On 23 June 2017, Alkarama submitted its follow-up report to the UN Committee against Torture (CAT) on the implementation of the priority recommendations made to the State of Kuwait following its third periodic report. Among all recommendations made, the Committee chooses two to four, which it deems the most pressing and requests the State party to provide follow-up information about their implementation within a year of their issuance. With regards to the recommendations to which it had information, Alkarama found that no steps had been taken to implement them.
One of the CAT’s priority recommendations pertained to the independence of complaint mechanisms in places of detention. In its follow-up report, the State party elaborated on the possibility for international organisations as well as local entities to have unrestricted access to places of detention during organised visits. However, the organised nature of such visits compromises their efficiency. Indeed, it is the very fact that visits could be conducted unannounced that allows for monitoring bodies to assess the reality of detention conditions. The State further referred to the unannounced visits conducted by the General Department of Monitoring and Inspection, an entity that has been criticised by Alkarama for its links to the Ministry of Interior which hinders its ability to act independently. Alkarama further noted that one of the General Department’s functions was to maintain the reputation of the police, which clearly impedes its ability to criticise it for human rights violations.

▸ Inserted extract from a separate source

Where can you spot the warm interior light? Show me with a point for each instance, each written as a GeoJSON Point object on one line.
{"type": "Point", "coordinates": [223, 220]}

With regards to the recommendation requesting Kuwait to put an end to the execution of the death penalty, the state responded that the death penalty was allowed for by Sharia and could therefore not be repealed from its national legal system. After having respected a de facto moratorium on death penalties for four years, Kuwait has since January 2017, executed seven individuals, which points to a concerning resurgence of this practice in the country.
Alongside the implementation of the priority recommendations, Alkarama hopes to see the prompt implementation of all other recommendations emitted by the Committee, such as the effective investigation and prosecution of perpetrators of torture as well as the enforcement, in practice, of the legal safeguards afforded to the detainees from the onset of their arrest.